Hi folks. You have been asking me so many great questions. Today I'll post the questions and answers from the 1st graders at Hillel Day School.
1. Where do you go to the bathroom?
This depends on where I am in Antarctica. Right now I am at McMurdo, which is a small town in Antarctica. Right now there are about 1200 people here, but nobody lives here permanently and most people leave before winter (remember winter here is during the summer months in Michigan). Here we have running water and plumbing and bathrooms like you have at home or at school in Michigan.
The last couple of weeks, however, I was living out at a field camp near where we were collecting samples. At the field camp we had to use an outhouse (below)
The tough part is human waste has to be separated into liquids and solids, so we can only do one thing or the other. Not both at the same time. We end up sealing solid waste in "Poo Buckets" and liquid waste in "Pee Barrels" and these are transported out of the Dry Valleys by helicopter. The Pee Barrel is that orange barrel next to the outhouse in the second picture. The poo bucket is in that wood box with a toilet seat on top of it.
I'll talk more about the difference between life at McMurdo and life at field camps later.
2. What do you do if you run out of food?
We check in daily with the people at McMurdo who manage all of the science field groups in the area. When we are low on food we call in a request with the folks at McMurdo and the send the food out on a helicopter. When we go on day trips or anywhere far from a base camp we take an emergency kit with us that has dehydrated food in it. If we run our of food we just need to add boiling water to these dehydrated food packets and we have a meal that will keep us going. They pack enough food, a stove, and fuel in the emrgency kits to keep two people a live for 3 days. I haven't had to eat this food yet (except in my training when I fist got here). Hopefully I won't need to use the emergency kits while I'm here. This dehydrated food is similar to the type of food you can buy at outdoors stores for backpack camping. I have had it quite a few times backpacking in the U.S.

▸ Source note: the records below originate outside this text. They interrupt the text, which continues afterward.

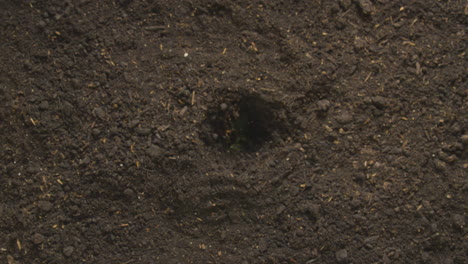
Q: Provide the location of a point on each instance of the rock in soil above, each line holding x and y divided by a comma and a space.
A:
342, 256
68, 251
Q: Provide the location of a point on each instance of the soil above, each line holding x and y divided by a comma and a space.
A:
233, 131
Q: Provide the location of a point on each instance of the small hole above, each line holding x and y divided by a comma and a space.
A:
244, 124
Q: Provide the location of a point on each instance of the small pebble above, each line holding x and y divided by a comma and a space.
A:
344, 117
341, 256
464, 139
143, 131
44, 105
154, 151
129, 193
323, 105
45, 205
38, 239
100, 113
96, 132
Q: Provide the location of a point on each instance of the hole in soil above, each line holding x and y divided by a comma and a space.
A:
242, 125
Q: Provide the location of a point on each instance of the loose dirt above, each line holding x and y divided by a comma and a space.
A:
233, 131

3. What happens if you get sick? Do you have medicine with you?
I had to undergo an extensive check up and I had to get lots of shots before I came here. There are some medical resources here. We have first aid kit in the field and there is a medical doctor and a clinic at McMurdo, but we have to get airlifted back to New Zealand if anything serious happens. There are lots of people who are well trained in first aid to care for people who get hurt, but it's a long way back to a country with a real hospital.

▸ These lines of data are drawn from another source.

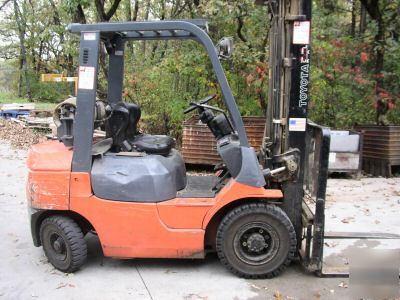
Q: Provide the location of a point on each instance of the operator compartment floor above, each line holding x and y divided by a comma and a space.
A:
198, 187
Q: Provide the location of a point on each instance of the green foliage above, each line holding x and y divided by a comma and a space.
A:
163, 77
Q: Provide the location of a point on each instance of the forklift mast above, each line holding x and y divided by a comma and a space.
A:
286, 125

4. Do you get to change clothes?
I get to change clothes a lot more when I'm in McMurdo. While I was at the field camp I only had 5 pairs of socks and three sets of long underwear for nearly three weeks. I was pretty smelly when I got back to McMurdo. I immediately changed into my regular clothes when I made back, and put my stinky field clothes in the wash. The dorms at McMurdo have laundry machines.

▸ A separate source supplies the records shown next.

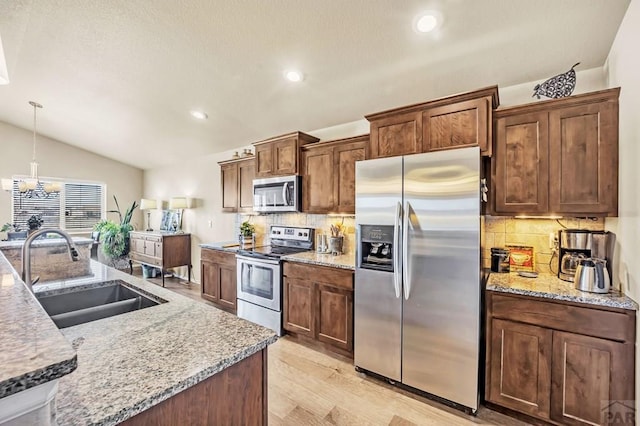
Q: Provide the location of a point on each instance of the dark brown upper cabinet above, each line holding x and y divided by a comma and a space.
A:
236, 178
329, 174
279, 156
557, 157
453, 122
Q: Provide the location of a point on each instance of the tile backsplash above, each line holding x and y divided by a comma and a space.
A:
500, 231
319, 222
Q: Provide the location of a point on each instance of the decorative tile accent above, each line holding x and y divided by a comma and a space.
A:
500, 231
321, 223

5. Is is negative degrees there?
The temperatures can be negative even during the summer. Right now it is -9.5 degrees Celsius, which is 15 degrees Fahrenheit . It has been below zero Fahrenheit a few days while I have been here, but it hasn't been too cold recently. I have been told that it will be much colder at a field camp I am going to at the end of this week at Beardmore Glacier. McMurdo is at sea level, but the camp at Beardmore Glacier is at a much higher elevation (I think 6000 ft), is much farther south, and is on a glacier, so I think those three factors will combine to make it pretty cold.